Batı’nın hem devlet geleneği, hem de hukuki ve manevi-ahlaki değerlerin korunması açısından ciddi sorunları vardır. ABD dünyanın en demokratik devleti sayıldığı halde, insanları rengine göre mahkemesiz yargılayanlar bulunuyor. Buna itiraz eden vatandaşlar ise şiddete maruz kalıyor. Demek ki, söz konusu bir grup değildir – bütünüyle Amerikan toplumsal-politik bilincinde olumsuz yöne değişimler gözlemleniyor. Sıradan vatandaşlar ve hak savunucularının bir kısmı bunları hissederek, önlem alınmasını talep ediyorlar. Ancak aynı zamanda, C.Zimmerman’ı savunan sosyal çevre de mevcuttur. Onun avukatı mahkemenin kararını “adil, ama çok adil” diye değerlendirdi. Yani 17 yaşındaki gencin ölmesi bir hukukçu gibi onu asla ilgilendirmiyor. Kuşkusuz, avukatın müvekkilini savunması gerekiyor, fakat burada söz konusu onun yaşadığı sevinç hissi, aldığı paraya göre insan hayatını hiç saymasıdır.

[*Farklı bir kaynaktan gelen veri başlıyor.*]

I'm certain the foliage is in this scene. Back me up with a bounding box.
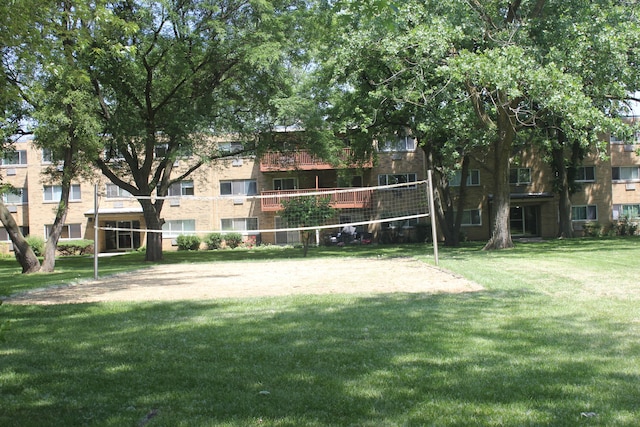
[25,236,44,256]
[224,233,242,249]
[203,233,223,250]
[176,234,202,251]
[58,239,93,255]
[611,216,638,236]
[318,0,640,249]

Tüm bunları, bakın, T.Martin’in yakınları nasıl değerlendiriyorlar. Babası mahkemeden sonra, “ABD’de siyah derilileri artık asker olarak görmeye başlarlar” şeklinde konuştu. Yani kim olursa olsun, derisinin rengi siyah olanlara mermi atabilir. Katledilen çocuğun babasının toplumda böyle bir psikolojik durumun varlığına işaret etmesi ilginçtir. Aynı fikri Siyahları Geliştirme Sosyal Birliği (NAACP) ve insan haklarını savunan “ColorOfChange.org” örgütü de ifade etmiştir (Bkz.: Zimmerman kararı, ABD’de ırkçılık tartışmalarını yeniden alevlendirdi // www.zaman.com.tr, 15 Temmuz 2013) .
Bunlar bazı Batılı analistlerin endişelendiği toplumun radikalleşmesi sürecinin daha da derinleştiğini gösteriyor. Sosyal-ekonomik ve manevi kriz derinleştikçe meydana çok çarpıcı suç olayları çıkıyor. Şimdi Amerikalı ve Avrupalı kendi ailesini kurşunlayabiliyor, komşusuna saldırıda bulunuyor, yabancılara karışı şiddet uyguluyor ve en kötüsü, farklı dini inanç sahiplerine, başka ırka ait olanlara hoşgörüsüzlük yapıyor. ABD veya Avrupa’nın kendi sorunlarının nedenini başka yerlerde arama gibi psikolojik kusura sahip olduğuna ilişkin bir izlenim oluşuyor.
Burada bir mantık vardır. Şimdiye kadar kendilerini dünyanın efendisi hesap edenler, tüm sorunlarını başkaları üzerinden çözmeye alışkınlar. Suçluyu da kesinlikle başka yerlerde aramışlardır. Benzer olarak, toplum genelinde oluşan sıkıntıların müsebbibi de yine de “siyahlar”, “Müslümanlar”, “Asyalılar”, “Latin Amerikalılar”, “Ortadoğulular” vb.dir. Böyle olmasaydı, polis 17 yaşındaki bir genci “silahı olabilir” ihtimaliyle öldürmezdi. Ancak her şeyin bir sonu vardır. Adaletsizlik de bir yere karardır. Şimdi New York sokaklarında “adalet yoksa demokrasi de yoktur” diyenler, yarın toplumda büyük çalkantılar yaratabilirler. Öldürülen Martin’in kardeşi Sezar’ın ünlü sözünü değişerek söyledi: “Sen de mi, Amerika?!” Yarın bu soruya cevap bulmak geç olabilir.